Das doppelte Lottchen: Regisseur Lancelot von Naso interpretiert den Klassiker von Erich Kästner mit den Zwillingen Delphine und Mia Lohmann in den Hauptrollen neu.
Als Erich Kästner 1942 die Geschichte vom doppelten Lottchen skizzierte, wollte er eigentlich ein Drehbuch schreiben. Da sich das Projekt wegen eines von den Nationalsozialisten verhängten Berufsverbots nicht realisieren ließ, hat er einen Roman daraus gemacht, der 1950 von Josef von Báky verfilmt wurde.
1994 gab es eine weitere Adaption („Charlie & Louise - Das doppelte Lottchen“, Regie: Joseph Vilsmaier). Dass die Handlung 75 Jahre nach dem ersten Entwurf womöglich noch besser funktioniert als damals, hat zwar auch mit den grundsätzlichen Qualitäten der zeitlos schönen, von tiefem Humanismus geprägten Kästner-Romane zu tun, in denen gerade die Kinderfiguren mit großer Empathie geschildert werden, aber das Thema Trennung ist heute natürlich ungleich aktueller als damals.
Niko Ballestrem hat die Grundzüge der Geschichte in seinem ersten verfilmten Drehbuch daher auch kaum verändert: Die zehnjährige Lotte, talentierte Pianistin, gut in der Schule, ansonsten aber eher zurückhaltend, verbringt die Sommerferien in einem traumhaft schön gelegenen Ferienhort am österreichischen Wolfgangsee. Einige Tage nach ihr trifft ein Mädchen ein, dass Lotte wie aus dem Gesicht geschnitten, aber von völlig anderem Wesen ist: Die burschikose Luise ist ein impulsiver Wildfang und avanciert dank ihrer Erzählungen aus Afrika, wo sie mit ihrem Vater die letzten Jahre verbracht hat, umgehend zum Star des Ferienheims. Weil sie so verschieden sind, können sich die beiden Kinder erst mal nicht ausstehen, aber als sich Lotte voller Heimweh in den Schlaf weint, wird sie von Luise getröstet; so werden die beiden buchstäblich über Nacht Freundinnen. Alsbald finden sie raus, dass sie am selben Tag in Freiburg zur Welt gekommen sind, und beschließen, die Rollen zu tauschen, um ihr jeweils anderes Elternteil kennenzulernen: Luise fährt nach Frankfurt zu ihrer Mutter Charlize (Alwara Höfels), einer freiberuflichen Journalistin, Lotte nach Salzburg zu Vater Jan (Florian Stetter), einem bekannten Musiker, der mit seiner Band am Mozarteum eine Kinderoper neu arrangiert.

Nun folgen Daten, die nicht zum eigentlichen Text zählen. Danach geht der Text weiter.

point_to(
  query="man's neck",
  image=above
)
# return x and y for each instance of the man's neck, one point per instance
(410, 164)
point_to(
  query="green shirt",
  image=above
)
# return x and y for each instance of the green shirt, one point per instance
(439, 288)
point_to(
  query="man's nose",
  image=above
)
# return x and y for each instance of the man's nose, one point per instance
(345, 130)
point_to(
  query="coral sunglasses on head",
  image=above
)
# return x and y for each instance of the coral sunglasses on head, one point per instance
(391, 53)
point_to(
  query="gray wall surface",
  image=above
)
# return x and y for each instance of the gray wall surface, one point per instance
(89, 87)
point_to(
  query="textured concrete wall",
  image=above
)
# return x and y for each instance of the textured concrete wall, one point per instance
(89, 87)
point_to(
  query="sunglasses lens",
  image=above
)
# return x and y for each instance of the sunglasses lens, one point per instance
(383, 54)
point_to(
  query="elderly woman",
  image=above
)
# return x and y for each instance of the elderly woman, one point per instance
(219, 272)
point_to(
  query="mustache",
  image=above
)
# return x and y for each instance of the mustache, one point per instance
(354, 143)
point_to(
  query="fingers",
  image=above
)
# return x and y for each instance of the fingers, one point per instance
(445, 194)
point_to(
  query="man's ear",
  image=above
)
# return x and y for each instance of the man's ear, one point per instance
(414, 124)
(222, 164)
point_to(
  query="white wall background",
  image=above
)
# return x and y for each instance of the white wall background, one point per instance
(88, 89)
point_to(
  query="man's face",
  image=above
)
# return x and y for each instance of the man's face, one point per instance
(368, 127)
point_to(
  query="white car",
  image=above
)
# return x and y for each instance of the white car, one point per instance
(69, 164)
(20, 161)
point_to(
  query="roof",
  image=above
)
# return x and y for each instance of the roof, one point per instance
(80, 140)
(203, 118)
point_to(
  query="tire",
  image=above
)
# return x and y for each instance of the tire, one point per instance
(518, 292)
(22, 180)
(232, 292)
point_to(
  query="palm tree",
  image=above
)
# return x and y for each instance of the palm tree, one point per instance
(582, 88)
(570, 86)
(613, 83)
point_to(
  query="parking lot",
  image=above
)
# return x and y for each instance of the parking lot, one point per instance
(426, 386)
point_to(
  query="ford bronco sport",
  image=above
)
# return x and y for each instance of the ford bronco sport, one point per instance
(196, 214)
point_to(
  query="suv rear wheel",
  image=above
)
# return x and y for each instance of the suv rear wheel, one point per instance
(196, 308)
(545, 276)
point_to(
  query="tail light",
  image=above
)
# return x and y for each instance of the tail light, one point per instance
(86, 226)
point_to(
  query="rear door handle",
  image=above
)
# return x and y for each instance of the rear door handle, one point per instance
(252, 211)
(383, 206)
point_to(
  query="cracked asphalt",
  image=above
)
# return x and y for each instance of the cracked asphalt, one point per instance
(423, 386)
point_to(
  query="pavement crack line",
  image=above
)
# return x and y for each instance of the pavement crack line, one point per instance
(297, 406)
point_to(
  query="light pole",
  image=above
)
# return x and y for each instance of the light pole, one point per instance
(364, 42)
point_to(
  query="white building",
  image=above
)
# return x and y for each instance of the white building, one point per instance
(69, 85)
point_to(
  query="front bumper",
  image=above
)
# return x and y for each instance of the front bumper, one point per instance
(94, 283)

Wie gut die Geschichte in die heutige Zeit passt, zeigt sich nicht zuletzt beim technischen Fortschritt: Während die Kinder in den früheren Verfilmungen in ihren jeweils neuen Umgebungen rätseln mussten, mit wem sie’s gerade zu tun haben, machen sie jetzt einfach ein Foto mit dem Smartphone und schicken es der Schwester. Ihre regelmäßigen SMS-Botschaften werden als Comicsprechblasen eingeblendet. Das Klavierspiel kann Luise vermeiden, indem sie eine Sportverletzung am Arm vortäuscht. Jan wiederum nimmt erfreut zur Kenntnis, dass die bislang von ihm selbst unterrichtete Luise eine richtig gute Schülerin ist. Als sich zwischen Jan und Leni (Mina Tander), der Leiterin des Opernprojekts, eine Liebesbeziehung anbahnt, droht der Plan der Mädchen, die Eltern wieder zu vereinigen, zu platzen.
Die Besetzung ist ausgezeichnet; in weiteren Rollen wirken unter anderem Oliver Wnuk als Jans Gitarrist und bester Freund Mo sowie Margarita Broich als Leiterin des Ferienheims mit. Die Stars sind jedoch die Zwillinge Delphine und Mia Lohmann, und das keineswegs bloß, weil sie auch die Hauptrollen spielen. Die beiden Mädchen zeigen sowohl im Spiel wie auch bei den Dialogen keinerlei Schwäche und sind jederzeit glaubhaft. Respekt gebührt auch Lancelot von Naso, für den dieser Film höchst ungewöhnlich ist, jedenfalls gemessen an seinem bisherigen Schaffen: Nach seinem sehenswerten Debüt „Waffenstillstand“ (2009) hat der Regisseur mit Ausnahme des Thrillers „
Mein Mann, ein Mörder“ ausschließlich für die ZDF-Krimireihe „Kommissar Marthaler“ gearbeitet. Hier beweist er, dass er auch die romantische Komödie beherrscht. tpg.